Le fonctionnement des réseaux de passeur est aussi esquissé :

« Lorsque les conditions sont bonnes, la traversée de la Manche peut s’apparenter à un tour de pédalo sur le lac d’Annecy. Hélas, le retour d’expérience de ces passagers est ensuite utilisé comme argument marketing par les réseaux de passeurs. »

p. 128

A l’issue de la lecture, le mystère de Calais demeure pourtant. Les mécanismes qui génèrent le regroupement des migrants autour d’un rêve dangereux et irrationnel, celui de la traversée de la Manche pour atteindre les côtes du Royaume-Uni, ne sont pas dévoilés.
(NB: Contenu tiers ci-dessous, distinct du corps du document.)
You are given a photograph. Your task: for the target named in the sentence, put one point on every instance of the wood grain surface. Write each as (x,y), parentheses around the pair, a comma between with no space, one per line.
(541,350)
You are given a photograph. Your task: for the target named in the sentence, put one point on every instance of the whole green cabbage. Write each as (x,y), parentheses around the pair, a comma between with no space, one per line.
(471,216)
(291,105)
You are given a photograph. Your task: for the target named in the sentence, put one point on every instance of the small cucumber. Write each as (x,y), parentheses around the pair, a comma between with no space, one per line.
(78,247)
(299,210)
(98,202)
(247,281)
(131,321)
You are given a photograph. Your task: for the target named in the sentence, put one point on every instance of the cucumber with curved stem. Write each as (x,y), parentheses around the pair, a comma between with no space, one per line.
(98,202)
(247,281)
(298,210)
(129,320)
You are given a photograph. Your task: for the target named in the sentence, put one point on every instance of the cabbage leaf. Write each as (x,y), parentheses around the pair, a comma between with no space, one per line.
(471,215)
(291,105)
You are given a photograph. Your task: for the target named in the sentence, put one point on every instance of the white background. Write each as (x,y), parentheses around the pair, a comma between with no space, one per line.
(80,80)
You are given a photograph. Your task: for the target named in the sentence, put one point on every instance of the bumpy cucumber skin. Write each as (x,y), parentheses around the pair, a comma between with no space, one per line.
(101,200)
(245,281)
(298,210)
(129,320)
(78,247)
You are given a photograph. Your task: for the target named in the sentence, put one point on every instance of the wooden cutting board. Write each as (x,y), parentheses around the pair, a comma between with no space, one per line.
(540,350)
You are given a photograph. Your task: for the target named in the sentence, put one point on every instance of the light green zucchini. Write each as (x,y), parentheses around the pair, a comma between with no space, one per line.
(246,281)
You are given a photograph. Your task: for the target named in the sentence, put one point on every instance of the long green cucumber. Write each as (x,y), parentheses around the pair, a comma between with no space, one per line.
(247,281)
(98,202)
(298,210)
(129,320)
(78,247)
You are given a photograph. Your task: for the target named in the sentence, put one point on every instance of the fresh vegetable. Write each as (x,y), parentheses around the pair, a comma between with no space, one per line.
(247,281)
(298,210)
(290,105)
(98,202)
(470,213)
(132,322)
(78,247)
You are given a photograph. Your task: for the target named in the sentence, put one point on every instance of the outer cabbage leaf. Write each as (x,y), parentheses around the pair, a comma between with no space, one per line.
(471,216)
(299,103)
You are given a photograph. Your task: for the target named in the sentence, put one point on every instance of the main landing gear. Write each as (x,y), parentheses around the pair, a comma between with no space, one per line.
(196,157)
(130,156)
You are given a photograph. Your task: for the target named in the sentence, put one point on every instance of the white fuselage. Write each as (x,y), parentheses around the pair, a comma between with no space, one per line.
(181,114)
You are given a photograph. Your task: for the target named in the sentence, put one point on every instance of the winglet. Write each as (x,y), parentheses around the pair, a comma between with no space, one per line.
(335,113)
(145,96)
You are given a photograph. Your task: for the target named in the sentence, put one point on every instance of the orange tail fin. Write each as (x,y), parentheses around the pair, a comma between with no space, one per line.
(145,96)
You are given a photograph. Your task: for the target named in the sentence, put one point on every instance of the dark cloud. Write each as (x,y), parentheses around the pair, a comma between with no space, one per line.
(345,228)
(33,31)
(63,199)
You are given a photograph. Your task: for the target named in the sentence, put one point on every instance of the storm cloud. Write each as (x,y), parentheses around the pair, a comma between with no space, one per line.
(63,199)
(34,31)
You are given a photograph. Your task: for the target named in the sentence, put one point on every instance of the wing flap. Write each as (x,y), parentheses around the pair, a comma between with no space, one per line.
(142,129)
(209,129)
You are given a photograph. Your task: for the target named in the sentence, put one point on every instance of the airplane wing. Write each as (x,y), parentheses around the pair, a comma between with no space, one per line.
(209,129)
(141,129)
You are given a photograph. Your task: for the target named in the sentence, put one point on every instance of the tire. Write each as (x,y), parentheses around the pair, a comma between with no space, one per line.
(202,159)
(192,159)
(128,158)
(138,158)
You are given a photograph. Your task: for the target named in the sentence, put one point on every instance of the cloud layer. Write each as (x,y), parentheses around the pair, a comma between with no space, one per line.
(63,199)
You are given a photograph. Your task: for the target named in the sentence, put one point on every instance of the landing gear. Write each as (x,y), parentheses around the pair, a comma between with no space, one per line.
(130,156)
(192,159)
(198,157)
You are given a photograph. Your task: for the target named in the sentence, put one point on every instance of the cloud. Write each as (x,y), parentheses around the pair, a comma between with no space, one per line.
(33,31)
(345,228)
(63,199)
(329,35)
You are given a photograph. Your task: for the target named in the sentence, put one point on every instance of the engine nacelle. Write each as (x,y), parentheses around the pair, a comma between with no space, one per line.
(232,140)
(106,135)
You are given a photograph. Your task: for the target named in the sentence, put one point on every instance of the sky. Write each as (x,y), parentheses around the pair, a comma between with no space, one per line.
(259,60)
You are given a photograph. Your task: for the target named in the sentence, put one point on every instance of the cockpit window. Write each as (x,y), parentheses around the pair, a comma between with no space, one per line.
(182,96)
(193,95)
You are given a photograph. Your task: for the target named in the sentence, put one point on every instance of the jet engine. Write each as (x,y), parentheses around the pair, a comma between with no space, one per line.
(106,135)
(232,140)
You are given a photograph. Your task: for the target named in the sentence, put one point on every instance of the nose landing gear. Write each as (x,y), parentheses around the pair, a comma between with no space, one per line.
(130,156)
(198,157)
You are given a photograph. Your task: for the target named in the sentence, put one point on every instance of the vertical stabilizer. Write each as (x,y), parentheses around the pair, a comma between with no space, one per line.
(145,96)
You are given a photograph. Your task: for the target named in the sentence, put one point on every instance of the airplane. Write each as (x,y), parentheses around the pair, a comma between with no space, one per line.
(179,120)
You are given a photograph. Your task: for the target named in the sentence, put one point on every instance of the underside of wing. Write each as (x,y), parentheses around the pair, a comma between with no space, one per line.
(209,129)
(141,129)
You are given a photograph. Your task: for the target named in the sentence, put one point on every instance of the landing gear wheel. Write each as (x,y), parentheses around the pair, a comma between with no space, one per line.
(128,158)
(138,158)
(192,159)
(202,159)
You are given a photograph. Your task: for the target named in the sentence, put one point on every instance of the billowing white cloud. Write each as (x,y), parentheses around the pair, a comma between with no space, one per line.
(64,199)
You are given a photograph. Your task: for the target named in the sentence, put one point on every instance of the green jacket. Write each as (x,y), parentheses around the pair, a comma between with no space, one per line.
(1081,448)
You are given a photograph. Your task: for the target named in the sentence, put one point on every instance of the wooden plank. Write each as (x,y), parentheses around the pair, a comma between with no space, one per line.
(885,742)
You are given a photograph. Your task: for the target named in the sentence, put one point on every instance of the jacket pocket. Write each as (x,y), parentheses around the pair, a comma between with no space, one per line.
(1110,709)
Dans ces circonstances, on est incité à s’en tenir à l’éventualité que des mythes persistants circulent au sein de la Jungle, trop rarement démentis publiquement.

Le livre de Julien Goudichaud réitère malheureusement certaines de ces idées qui ont court sans doute parmi les migrants. En premier lieu évidemment, le fait que le Royaume-Uni constituerait un lieu bien plus accueillant

« Après quelques jours de rétention, on leur a octroyés des chambres d’hôtel individuelles. Ils sont nourris, logés, blanchis, et accompagnés dans leurs démarches administratives pour obtenir un titre de séjour. Démarches qui en Angleterre prennent moins de deux ans. »

p. 207

Or, le Royaume-Uni ne délivre pas de titre de séjour aux personnes parvenues irrégulièrement sur son territoire. En revanche, comme en France et partout dans l’Union européenne, un demandeur d’asile bénéficie temporairement d’un droit au séjour, le temps de l’examen de sa requête. Il a droit à des conditions matérielles d’accueil qui implique son hébergement et une aide financière quotidienne.

Dans le cas du récit, et plus largement de la réalité du Calaisis, les migrants concernés appartiennent de façon très majoritaire à des nationalités qui bénéficient de taux de protection au titre de l’asile particulièrement élevés en Europe, y compris en France : Soudanais, Érythréens, Irakiens, Iraniens, Afghans.

C’est tout le paradoxe que des migrants s’entêtent à traverser la mer, au péril de leur vie et de leurs finances, pour se retrouver dans une situation juridiquement équivalente à celle dont ils bénéficieraient en France, si seulement ils en faisaient la demande.

L’ouvrage, intéressant par ailleurs, ne participe pas vraiment à dissiper ce malentendu ni à l’expliquer.